As undergraduates, members of the Purdue SoCET team are able to engage in RTL, Physical, and PCB design; chip bringup; verification methods; and various EDA tools and software suites. This allows a student through SoCET to engage with the entire life cycle of chip design even as an undergraduate with any degree of prior experience. The AFTx06 thereby represents the combined efforts of the team and its consultants through multiple years of research and design in developing a successful RISC-V core that can be used for low power IOT devices, edge node computation, or machine learning applications thanks to the implementation of a SparCE Architecture within our design.

Features

The AFTx06 implements an RVIMF Instruction Set, with Multiplication and Division capabilities, as well as other unique features and abilities that are not commonly found on other SoC devices. Arguably the most intruiging feature is the SparCE Machine Learning Architecture, an on-chip machine learning architecture to utilize sparsity in convolution arithmetic, allowing extraneous instructions to be skipped. More details on the SparCE architecture is given in the SparCE Machine Learning Architecture section found under Features, below. The AFTx06 also includes novel and experimental designs such as Non-Symmetric CMOS Implementation of Polymorphic Logic, Layout for Electromigration Test Structures, JTAG interface, Phase-Locked Loop, and Platform-Level Interrupt Controller. Many features are experimental designs put forth by Purdue University professors and implemented by the SoCET team.
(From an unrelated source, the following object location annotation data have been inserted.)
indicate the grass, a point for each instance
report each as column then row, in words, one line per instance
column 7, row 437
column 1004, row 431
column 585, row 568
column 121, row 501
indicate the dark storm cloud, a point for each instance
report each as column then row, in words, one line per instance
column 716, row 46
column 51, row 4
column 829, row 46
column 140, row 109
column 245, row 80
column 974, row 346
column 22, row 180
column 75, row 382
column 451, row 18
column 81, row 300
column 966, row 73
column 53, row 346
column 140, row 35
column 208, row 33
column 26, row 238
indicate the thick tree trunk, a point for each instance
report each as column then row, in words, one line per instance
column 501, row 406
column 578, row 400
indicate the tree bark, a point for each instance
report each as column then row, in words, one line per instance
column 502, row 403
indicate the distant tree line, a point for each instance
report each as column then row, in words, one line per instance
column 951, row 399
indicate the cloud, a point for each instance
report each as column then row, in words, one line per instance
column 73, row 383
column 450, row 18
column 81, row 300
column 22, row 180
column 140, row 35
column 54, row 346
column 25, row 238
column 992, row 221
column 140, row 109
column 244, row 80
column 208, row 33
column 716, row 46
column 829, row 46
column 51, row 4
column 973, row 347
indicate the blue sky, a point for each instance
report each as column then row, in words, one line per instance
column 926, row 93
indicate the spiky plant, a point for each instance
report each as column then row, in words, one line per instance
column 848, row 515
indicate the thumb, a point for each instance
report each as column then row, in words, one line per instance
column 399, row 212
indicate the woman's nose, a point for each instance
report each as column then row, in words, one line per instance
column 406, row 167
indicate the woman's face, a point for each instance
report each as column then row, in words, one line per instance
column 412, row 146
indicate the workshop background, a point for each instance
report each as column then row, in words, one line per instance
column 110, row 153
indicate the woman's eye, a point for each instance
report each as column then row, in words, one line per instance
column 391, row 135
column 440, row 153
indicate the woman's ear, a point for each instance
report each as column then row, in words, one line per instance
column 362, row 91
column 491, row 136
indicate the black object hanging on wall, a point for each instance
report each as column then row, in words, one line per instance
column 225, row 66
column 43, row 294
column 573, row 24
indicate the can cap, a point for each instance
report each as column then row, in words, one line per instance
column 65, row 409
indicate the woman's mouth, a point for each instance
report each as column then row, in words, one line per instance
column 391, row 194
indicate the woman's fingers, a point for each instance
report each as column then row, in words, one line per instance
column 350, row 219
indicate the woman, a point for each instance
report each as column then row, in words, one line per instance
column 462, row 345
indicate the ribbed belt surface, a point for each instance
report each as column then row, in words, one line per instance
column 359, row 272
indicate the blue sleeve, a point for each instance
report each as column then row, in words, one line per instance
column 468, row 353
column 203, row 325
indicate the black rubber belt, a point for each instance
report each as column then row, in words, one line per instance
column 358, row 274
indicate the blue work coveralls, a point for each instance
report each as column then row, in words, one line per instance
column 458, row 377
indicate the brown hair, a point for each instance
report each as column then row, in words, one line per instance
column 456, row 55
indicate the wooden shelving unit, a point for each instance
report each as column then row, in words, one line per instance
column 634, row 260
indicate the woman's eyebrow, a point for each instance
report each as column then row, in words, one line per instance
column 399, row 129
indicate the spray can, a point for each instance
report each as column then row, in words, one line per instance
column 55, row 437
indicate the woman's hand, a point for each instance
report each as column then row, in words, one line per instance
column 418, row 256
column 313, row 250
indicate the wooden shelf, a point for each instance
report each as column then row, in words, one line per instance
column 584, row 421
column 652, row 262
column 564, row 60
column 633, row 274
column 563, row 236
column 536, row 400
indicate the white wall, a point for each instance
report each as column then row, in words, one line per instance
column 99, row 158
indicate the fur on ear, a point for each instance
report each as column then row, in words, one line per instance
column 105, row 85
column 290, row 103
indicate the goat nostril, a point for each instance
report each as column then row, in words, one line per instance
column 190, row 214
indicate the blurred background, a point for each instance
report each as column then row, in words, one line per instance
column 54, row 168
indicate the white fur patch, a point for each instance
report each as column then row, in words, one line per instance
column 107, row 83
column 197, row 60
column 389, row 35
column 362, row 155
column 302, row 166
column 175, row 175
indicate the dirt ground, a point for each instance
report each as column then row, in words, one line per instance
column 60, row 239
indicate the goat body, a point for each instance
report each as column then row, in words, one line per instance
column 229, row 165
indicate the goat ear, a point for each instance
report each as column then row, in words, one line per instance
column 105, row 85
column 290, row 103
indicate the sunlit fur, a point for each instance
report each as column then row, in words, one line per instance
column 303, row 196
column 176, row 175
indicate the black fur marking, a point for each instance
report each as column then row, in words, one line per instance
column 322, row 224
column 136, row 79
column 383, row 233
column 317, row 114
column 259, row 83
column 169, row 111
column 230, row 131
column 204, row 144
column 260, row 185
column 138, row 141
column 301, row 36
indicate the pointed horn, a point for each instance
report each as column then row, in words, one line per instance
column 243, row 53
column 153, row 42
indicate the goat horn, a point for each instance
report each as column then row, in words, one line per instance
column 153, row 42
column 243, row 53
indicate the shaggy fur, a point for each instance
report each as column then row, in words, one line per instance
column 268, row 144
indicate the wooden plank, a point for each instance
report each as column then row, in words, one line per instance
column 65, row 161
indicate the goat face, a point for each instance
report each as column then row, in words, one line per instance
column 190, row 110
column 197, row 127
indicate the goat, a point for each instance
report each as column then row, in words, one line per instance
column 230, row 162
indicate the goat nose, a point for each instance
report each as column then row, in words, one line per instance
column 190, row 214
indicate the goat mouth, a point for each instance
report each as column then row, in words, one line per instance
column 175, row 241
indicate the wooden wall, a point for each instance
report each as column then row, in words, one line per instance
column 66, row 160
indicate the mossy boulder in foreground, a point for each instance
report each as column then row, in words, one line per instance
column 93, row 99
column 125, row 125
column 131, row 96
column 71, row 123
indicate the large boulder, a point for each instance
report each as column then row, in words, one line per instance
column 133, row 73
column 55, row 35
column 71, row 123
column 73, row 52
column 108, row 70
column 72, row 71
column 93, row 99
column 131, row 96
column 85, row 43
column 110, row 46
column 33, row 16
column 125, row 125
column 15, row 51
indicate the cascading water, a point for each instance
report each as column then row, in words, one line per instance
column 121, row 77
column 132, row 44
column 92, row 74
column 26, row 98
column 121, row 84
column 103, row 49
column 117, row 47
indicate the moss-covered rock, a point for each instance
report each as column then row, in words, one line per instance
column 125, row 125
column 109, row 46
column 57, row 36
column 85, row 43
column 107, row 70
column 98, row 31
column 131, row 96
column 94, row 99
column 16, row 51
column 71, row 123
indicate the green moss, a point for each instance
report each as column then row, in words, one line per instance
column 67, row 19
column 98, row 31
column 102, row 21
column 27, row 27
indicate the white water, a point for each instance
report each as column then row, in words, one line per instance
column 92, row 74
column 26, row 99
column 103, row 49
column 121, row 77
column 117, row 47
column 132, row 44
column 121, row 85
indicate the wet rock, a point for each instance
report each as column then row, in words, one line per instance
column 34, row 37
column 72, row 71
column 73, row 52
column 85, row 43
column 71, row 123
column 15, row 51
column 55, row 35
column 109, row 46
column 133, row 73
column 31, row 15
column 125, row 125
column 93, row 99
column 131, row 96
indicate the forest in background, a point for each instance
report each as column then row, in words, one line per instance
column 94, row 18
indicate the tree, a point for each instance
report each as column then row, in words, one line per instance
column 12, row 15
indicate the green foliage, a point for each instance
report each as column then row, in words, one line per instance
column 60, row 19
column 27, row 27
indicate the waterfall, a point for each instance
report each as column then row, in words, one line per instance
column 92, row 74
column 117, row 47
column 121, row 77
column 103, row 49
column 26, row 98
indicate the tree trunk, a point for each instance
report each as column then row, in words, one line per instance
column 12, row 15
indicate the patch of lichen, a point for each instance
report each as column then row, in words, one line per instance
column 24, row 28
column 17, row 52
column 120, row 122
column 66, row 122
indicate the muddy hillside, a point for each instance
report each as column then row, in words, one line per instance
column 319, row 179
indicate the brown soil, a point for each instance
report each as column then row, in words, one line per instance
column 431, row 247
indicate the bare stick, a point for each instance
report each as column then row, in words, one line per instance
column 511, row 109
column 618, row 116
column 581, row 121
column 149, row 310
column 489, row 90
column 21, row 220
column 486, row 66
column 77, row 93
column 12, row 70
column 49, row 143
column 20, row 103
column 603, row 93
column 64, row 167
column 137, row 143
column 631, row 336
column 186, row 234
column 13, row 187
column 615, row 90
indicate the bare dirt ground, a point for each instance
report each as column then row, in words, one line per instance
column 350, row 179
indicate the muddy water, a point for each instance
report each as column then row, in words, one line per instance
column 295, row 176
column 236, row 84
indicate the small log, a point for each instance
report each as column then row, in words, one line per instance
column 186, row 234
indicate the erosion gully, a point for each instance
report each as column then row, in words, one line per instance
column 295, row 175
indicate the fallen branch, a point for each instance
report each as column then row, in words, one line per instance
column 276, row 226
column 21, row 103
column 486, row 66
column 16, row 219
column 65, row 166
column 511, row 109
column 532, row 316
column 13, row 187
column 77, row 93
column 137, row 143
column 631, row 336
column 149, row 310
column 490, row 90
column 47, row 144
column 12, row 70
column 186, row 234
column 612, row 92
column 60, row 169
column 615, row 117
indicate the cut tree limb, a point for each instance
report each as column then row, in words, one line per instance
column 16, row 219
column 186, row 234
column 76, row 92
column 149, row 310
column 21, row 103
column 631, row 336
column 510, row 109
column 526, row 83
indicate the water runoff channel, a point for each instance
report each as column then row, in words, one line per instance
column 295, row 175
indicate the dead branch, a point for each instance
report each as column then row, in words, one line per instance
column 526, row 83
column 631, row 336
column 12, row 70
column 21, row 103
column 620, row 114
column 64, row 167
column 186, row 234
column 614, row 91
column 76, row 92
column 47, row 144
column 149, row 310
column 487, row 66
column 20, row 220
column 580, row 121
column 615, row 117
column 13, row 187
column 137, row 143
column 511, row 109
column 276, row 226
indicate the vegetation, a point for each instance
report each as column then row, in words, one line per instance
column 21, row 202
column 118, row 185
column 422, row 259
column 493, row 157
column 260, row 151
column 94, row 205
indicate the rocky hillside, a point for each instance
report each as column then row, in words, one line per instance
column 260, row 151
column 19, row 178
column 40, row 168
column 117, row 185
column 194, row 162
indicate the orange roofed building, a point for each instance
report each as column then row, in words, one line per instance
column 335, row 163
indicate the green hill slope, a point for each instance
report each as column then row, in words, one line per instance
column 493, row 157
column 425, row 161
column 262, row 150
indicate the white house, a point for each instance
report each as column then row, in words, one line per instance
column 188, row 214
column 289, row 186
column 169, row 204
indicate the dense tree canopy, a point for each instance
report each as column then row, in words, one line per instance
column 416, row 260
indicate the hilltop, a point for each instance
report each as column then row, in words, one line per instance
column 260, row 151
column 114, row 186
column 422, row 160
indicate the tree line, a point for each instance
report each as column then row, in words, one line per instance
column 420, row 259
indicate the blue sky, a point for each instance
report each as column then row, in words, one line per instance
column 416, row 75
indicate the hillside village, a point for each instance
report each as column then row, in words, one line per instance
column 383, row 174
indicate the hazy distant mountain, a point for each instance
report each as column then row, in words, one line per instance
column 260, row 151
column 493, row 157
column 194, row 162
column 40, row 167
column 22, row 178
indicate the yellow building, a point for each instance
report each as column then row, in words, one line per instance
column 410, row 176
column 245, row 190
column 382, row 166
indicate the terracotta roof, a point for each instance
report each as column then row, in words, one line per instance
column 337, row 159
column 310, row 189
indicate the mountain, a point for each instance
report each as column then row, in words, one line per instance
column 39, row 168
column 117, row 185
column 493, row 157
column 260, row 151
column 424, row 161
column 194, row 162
Further details on these can be found in sections below of the same names.

Figure 1: AFTx06 Block Diagram

List of Current Features (Modules/Peripherals):

  • 32kHz Ring Oscillator
  • APB
  • AHB - APB Bridge
  • AMBA 3.0 AHB-lite Bus
  • CLINT
  • CORE-INTERRUPT
  • DEBUGGER
  • GPIO
  • I2C
  • MEMORY-BLOCKS
  • OFFCHIP-SRAM
  • PLIC
  • RISC-V Processor (1st AHB Primary Device)
    • RV32I Instruction Set Architecture
    • Pass Through Cache
    • 2 Stage Pipeline
  • SPI
  • SRAM-CONTROLLER
  • TIMER
  • UART Debugger (2nd AHB Primary Device)

Memory Map:

Address Range Size (Used) Unit
0xFFFF-FFFF ... 0xF000_0000   Reserved
0xEFFF_FFFF ... 0xE001_0000   Reserved
0xE000_FFFF ... 0xE000_0000   Interrupt Controllers Clint - # of Address depends on # of cores (1 core - 20 bytes) PLIC - # of addresses depends on # of external interrupts
0x9000_FFFF ... 0x9000_0000 8 Bytes SparCE SASA Table Offset 0x00: Write addr for SASA entries Offset 0x04: Write addr for SASA config
0x8FFF_FFFF ... 0x8005_0000   Reserved for other peripherals
0x8004_FFFF ... 0x8003_0000   I2C
0x8003_FFFF ... 0x8003_0000   SPI
0x8002_FFFF ... 0x8002_0000   Timer
0x8001_FFFF ... 0x8001_0000   PWM
0x8000_FFFF ... 0x8000_0000   GPIO
0x7FFF_FFFF ... 0x0020_0000   Reserved
32'h001F_FFFF ... 32'h0000_8400 2MiB (Initial 33792 bytes unused) Main Memory for the SoC
32'h0000_83FF ... 32'h0000_8000 1024 bytes Onchip RAM "TOP RAM"
32'h0000_7FFF ... 32'h0000_0200 32256 bytes Onchip self test ROM
32'h0000_01FF ... 32'h0000_0200 480 bytes Reserved
32'h0000_001F ... 32'h0000_0000 8 words (16 bytes) Address 0x00 = PC to jump to after debugger writes "BOTTOM RAM"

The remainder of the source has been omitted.